We propose GRAM-DIFF, a Gram-matrix-guided diffusion framework for semi-blind multiple input multiple output (MIMO) channel estimation. Recent diffusion-based estimators leverage learned generative priors to improve pilot-based channel estimation; but they do not exploit second-order structural information estimated from data symbols. In practical systems, the channel Gram matrix can be estimated from received symbols and it provides realization-level information about channel subspace structure. The proposed method integrates a pre-trained angular-domain diffusion prior with two complementary guidance mechanisms: a novel Gram-matrix guidance term that enforces second-order consistency during the reverse diffusion process, and likelihood guidance from pilot observations. Signal-to-noise ratio (SNR)-matched initialization and adaptive guidance scaling ensure stability and low inference latency. Simulations on 3GPP and QuaDRiGa channel models demonstrate consistent normalized mean-squared error (NMSE) improvements over deterministic diffusion baselines, achieving 4 to 6 dB SNR gains at an NMSE of 0.1 over the baseline in Fest et al. (2024). The framework exhibits graceful degradation under coherence-time constraints, smoothly reverting to likelihood-guided diffusion when data-based Gram estimates become unreliable.

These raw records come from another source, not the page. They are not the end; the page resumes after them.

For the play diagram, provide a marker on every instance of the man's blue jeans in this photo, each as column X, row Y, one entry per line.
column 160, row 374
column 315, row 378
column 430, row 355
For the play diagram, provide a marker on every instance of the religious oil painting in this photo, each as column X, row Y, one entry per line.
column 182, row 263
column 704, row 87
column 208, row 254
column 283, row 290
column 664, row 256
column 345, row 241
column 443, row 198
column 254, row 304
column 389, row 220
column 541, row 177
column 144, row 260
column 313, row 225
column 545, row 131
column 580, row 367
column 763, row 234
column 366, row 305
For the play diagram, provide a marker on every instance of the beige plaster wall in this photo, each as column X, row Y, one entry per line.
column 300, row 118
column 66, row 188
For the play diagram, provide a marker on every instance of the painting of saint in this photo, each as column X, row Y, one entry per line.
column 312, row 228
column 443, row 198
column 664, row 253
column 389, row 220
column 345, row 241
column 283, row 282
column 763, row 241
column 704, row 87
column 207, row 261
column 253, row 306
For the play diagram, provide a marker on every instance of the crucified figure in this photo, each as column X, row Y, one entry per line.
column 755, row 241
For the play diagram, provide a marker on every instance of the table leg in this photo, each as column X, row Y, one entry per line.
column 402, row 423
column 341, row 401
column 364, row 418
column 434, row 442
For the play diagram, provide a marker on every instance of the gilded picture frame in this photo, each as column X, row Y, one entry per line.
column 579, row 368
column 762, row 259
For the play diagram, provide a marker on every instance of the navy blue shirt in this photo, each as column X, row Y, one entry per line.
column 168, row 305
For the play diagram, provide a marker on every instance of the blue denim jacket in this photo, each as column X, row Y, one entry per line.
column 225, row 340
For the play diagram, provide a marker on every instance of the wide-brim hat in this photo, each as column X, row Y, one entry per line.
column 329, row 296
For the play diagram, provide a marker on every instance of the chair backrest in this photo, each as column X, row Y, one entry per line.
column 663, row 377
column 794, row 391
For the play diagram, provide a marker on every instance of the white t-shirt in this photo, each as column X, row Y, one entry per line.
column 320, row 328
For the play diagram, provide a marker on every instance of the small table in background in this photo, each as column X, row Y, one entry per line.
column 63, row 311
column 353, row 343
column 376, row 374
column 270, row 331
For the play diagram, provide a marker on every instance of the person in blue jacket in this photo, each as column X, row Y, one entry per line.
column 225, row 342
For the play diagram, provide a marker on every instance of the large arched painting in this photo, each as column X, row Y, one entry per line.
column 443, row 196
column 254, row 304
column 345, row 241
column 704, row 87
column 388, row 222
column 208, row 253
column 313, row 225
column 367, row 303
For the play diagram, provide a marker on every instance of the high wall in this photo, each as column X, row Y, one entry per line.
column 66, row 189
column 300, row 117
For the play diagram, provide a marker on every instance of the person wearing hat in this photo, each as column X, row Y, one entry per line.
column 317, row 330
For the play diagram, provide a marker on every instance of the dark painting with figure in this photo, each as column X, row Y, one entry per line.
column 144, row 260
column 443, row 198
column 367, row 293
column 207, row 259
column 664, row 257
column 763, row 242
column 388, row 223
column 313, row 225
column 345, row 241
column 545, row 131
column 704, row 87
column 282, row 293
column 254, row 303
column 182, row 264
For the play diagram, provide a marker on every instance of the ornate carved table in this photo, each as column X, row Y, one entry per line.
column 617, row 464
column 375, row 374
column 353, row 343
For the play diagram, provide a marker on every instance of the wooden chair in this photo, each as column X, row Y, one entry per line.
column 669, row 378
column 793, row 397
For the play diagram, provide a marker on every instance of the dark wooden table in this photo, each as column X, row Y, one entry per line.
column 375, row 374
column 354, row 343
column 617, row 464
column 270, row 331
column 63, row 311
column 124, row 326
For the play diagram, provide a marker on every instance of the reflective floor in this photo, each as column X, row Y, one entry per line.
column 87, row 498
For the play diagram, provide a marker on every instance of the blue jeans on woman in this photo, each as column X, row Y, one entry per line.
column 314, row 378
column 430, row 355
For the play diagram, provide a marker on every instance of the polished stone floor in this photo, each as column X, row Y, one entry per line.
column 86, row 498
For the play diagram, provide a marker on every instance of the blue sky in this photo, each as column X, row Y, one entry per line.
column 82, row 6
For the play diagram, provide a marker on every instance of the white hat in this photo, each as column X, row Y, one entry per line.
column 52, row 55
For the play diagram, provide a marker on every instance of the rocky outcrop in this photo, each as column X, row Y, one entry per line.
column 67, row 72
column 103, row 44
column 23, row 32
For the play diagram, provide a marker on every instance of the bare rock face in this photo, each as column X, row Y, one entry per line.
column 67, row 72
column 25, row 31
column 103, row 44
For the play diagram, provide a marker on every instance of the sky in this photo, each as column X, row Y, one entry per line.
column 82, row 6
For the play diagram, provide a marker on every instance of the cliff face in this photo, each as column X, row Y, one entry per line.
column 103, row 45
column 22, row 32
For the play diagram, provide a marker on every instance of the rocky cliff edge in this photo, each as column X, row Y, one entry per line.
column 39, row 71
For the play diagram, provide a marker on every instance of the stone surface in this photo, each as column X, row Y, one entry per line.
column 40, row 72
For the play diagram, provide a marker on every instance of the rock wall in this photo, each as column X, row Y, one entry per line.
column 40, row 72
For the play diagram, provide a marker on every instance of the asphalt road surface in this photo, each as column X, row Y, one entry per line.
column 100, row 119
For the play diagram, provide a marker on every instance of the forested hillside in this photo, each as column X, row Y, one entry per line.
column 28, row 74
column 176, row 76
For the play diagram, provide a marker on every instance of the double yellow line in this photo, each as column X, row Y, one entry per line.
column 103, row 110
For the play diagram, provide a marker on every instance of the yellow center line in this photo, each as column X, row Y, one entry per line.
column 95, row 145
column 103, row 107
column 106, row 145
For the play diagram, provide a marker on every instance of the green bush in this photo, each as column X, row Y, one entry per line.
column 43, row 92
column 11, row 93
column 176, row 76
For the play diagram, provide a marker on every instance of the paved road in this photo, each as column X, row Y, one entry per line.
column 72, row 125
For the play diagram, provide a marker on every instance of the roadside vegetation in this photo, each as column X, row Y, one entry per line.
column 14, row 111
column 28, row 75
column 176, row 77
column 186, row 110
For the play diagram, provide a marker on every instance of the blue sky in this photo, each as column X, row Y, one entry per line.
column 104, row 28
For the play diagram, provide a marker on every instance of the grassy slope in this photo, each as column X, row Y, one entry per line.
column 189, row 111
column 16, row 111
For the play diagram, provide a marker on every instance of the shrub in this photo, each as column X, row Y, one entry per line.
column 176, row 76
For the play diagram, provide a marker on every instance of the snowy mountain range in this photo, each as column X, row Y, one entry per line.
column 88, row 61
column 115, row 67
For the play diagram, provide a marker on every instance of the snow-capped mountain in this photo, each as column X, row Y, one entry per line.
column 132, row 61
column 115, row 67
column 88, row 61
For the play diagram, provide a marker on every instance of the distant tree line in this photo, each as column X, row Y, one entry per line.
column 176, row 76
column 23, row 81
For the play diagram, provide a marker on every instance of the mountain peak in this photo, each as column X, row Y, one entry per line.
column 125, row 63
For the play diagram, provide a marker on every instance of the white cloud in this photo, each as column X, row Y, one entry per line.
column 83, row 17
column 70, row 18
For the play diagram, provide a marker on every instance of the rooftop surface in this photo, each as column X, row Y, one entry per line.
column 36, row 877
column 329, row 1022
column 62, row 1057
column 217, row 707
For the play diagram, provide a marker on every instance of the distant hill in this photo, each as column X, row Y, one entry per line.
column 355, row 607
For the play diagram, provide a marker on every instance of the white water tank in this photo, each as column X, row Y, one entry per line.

翻译：我们提出了GRAM-DIFF，一种用于半盲多输入多输出（MIMO）信道估计的格拉姆矩阵引导扩散框架。现有的基于扩散的估计器利用学习到的生成先验来改进基于导频的信道估计，但它们并未利用从数据符号中估计出的二阶结构信息。在实际系统中，可以从接收符号中估计出信道格拉姆矩阵，它提供了关于信道子空间结构的实现级信息。所提出的方法将预训练的角域扩散先验与两种互补的引导机制相结合：一种新颖的格拉姆矩阵引导项，在反向扩散过程中强制执行二阶一致性；以及来自导频观测的似然引导。信噪比（SNR）匹配的初始化和自适应引导缩放确保了稳定性和低推理延迟。在3GPP和QuaDRiGa信道模型上的仿真表明，与确定性扩散基线相比，该方法在归一化均方误差（NMSE）上取得了持续的改进，在NMSE为0.1时，相较于Fest等人（2024）的基线，实现了4至6 dB的SNR增益。该框架在相干时间约束下表现出优雅的性能退化，当基于数据的格拉姆矩阵估计变得不可靠时，能够平滑地回退到似然引导的扩散。